We surveyed a convenience sample of delegates at the Intensive Care Society (UK) State of the Art Meeting (2012) on attitudes and practice regarding withdrawal practice. Anonymised data were collected using surveymonkey.com.
Of 457 consultant attendees from the UK, 149 completed the survey (33%). For 58% of consultants there was no formal institutional protocol for withdrawal of futile therapy. When deciding to withdraw therapy, 57% of consultants routinely seek and document a second opinion. Regarding donation after cardiac death (DCD), 93% of consultants were happy to delay withdrawal to facilitate successful donation, 85% have already done so in their practice and 14% routinely withdraw therapy in theatres rather than on the ICU. Even if it would impact on the care of other patients, 48% would delay withdrawal of therapy to facilitate DCD. For patients accepted for DCD, 36% think that some intensivists withdraw more aggressively (in essence, hasten death) in the hope of improving the likelihood of a successful organ donation and 29% have felt pressurised to withdraw therapy more quickly than their usual practice. Furthermore, 45% experienced pressure to refer a patient for DCD when it they felt it was not appropriate.

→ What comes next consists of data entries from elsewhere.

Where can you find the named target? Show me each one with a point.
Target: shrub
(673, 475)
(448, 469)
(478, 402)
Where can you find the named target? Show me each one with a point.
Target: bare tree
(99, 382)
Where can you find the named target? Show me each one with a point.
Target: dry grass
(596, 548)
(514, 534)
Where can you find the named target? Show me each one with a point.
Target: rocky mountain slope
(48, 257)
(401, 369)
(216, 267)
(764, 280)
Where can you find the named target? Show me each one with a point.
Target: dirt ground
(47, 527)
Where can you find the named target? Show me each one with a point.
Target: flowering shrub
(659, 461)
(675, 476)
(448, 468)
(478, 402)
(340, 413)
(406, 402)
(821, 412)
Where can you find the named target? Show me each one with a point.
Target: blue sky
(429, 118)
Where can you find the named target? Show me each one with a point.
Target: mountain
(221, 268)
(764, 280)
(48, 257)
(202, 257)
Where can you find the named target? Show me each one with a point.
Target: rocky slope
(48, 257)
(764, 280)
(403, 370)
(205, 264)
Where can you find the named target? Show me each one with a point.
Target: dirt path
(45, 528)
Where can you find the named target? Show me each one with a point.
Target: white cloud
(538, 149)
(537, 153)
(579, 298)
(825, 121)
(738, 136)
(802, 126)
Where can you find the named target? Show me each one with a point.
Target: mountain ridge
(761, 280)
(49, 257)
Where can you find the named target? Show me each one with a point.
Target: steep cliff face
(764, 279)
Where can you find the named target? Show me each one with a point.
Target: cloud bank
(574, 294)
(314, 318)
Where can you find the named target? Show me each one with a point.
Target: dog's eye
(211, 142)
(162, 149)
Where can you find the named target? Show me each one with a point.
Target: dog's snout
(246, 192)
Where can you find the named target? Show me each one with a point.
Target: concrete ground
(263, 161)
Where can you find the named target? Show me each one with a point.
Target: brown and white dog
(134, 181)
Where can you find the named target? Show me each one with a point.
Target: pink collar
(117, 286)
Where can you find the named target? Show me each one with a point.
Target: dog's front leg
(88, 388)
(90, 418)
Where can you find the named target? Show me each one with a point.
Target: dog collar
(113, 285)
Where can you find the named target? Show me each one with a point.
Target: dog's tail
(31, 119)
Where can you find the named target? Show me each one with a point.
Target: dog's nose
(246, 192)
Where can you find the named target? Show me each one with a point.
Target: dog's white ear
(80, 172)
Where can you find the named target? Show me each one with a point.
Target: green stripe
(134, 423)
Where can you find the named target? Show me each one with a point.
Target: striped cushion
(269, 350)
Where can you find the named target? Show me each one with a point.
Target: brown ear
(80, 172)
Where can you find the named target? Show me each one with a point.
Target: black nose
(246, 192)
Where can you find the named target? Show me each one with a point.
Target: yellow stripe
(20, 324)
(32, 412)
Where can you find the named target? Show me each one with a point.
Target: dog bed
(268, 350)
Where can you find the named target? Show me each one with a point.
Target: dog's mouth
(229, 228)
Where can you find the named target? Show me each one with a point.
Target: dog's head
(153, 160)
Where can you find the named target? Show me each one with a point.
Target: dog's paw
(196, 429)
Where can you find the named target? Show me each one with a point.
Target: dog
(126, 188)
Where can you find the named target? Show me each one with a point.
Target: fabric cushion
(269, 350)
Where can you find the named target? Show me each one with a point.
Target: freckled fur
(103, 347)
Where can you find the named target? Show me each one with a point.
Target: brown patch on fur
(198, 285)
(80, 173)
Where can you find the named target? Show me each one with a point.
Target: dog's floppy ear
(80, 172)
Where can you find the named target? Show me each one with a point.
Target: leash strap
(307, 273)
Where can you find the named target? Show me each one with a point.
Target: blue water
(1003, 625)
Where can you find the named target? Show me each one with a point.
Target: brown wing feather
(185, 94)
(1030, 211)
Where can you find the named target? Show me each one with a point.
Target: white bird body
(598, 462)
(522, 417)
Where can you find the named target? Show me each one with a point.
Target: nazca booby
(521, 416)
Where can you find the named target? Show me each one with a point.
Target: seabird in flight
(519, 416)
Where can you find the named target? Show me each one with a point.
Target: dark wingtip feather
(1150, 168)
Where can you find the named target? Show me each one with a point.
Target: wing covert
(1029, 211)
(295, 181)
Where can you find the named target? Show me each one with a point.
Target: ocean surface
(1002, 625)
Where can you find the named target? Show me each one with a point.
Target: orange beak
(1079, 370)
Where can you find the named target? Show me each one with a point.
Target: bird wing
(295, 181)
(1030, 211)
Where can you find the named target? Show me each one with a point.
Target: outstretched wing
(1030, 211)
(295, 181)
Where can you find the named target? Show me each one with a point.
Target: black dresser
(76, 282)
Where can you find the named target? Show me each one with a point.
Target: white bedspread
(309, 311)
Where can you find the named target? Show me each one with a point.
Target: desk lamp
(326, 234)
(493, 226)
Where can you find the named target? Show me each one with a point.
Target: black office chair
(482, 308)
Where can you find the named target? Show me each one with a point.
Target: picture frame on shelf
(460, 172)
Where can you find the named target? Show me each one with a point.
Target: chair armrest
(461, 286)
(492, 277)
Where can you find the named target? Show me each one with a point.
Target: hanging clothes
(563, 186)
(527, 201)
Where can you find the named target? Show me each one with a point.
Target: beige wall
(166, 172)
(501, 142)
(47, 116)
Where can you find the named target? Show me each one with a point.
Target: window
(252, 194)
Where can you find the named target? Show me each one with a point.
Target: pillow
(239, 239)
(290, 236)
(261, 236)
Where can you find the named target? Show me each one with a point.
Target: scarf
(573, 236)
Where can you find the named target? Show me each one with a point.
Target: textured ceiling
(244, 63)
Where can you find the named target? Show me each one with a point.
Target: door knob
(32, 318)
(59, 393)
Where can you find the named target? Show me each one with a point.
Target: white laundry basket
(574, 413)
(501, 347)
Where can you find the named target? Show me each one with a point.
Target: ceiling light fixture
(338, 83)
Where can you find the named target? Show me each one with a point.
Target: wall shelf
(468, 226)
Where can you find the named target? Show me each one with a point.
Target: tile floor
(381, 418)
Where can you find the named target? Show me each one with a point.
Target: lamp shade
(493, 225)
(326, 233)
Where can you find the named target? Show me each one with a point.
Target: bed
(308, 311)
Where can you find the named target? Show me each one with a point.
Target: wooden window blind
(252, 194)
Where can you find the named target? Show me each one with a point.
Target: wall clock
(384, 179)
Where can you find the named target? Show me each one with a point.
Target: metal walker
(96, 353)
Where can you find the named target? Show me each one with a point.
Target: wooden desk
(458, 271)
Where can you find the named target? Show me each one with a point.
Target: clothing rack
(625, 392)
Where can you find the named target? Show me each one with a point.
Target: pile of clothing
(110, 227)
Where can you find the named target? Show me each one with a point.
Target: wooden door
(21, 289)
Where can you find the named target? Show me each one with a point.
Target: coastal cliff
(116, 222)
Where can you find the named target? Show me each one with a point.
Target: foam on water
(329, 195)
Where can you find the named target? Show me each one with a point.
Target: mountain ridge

This survey confirms variation in the practice and attitudes to withdrawal of futile therapy amongst UK consultant intensivists. Formal protocols were frequently unavailable to guide withdrawal and second opinions were often not sought. Nearly one-half of the intensivists delay withdrawal to facilitate donation, even if this may impact on the care of other patients. Many intensivists have felt pressure to refer for donation when they feel this is inappropriate and there is a perception that some intensivists may withdraw care more aggressively in those who are accepted for DCD to improve the likelihood of a successful donation. This survey may help inform debate in this ethically challenging area.
Organ Donation after Circulatory Death[http://www.ics.ac.uk/professional/standards_and_guidelines/dcd]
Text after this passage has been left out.